Para pejabat pemerintah Israel setempat baru-baru ini diminta untuk memindahkan perancah yang menopang terowongan di bawah rumah-rumah warga Palestina. Pembersihan itu guna memudahkan umat Yahudi beribadah di tempat yang terletak kurang dari 100 meter sebelah utara Tembok Barat Al-Quds tersebut.

Tetapi Yayasan Wakaf Al-Aqsa yang mengawasi pengelolaan situs keagamaan Muslim di Al-Quds Timur, mengancam keras jika tempat tersebut jadi dibuka, sebagaimana dilansir PressTV Ahad (16/1).

Palestina menganggap Al-Quds Timur sebagai ibukota negara masa depan mereka, dan menganggap tindakan seperti itu sebagai upaya Israel untuk mengklaim tempat-tempat suci kaum Muslim.

Tujuhbelas keluarga tinggal tak jauh dari lokasi tersebut.

Tahun 1971, Israel membangun terowongan pertamanya di bawah Masjid Al-Aqsa, yang menyebabkan banyak bangunan warga Palestina di dekatnya nyaris runtuh. Kemudian, Israel membangun penahan terowongan untuk menghindari bangunan runtuh ke bawah, tetapi sekarang diputuskan untuk menyingkirkannya.

Sementara orang-orang Israel terus berpacu merebut tanah Palestina, orang-orang Palestina mengatakan akan terus berjuang menyelamatkan apa yang tersisa dari tanah mereka dan tempat suci ketiga Islam, yaitu Masjid Al-Aqsa.

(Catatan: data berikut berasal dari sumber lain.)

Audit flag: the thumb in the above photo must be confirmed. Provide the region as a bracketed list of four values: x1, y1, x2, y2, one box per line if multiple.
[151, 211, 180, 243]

Sementara itu radio militer Israel melaporkan pembangunan sedikitnya 1.400 unit pemukiman di dekat perumahan Gilo, sebelah selatan pinggiran Al-Quds Timur, yang akan segera mendapatkan otorisasi dari komisi perencanaan pembangunan Israel.

Proyek dua tahap yang berlokasi di luar Jalur Hijau tersebut, akan memperluas perbatasan Gilo hingga ke Tepi Barat.

Rencana pembangunan tersebut adalah salah satu yang terbesar di kawasan Jalur Hijau, bahkan lebih besar dari rencana pemukiman yang meningkatkan ketegangan hubungan antara Israel dan Amerika Serikat.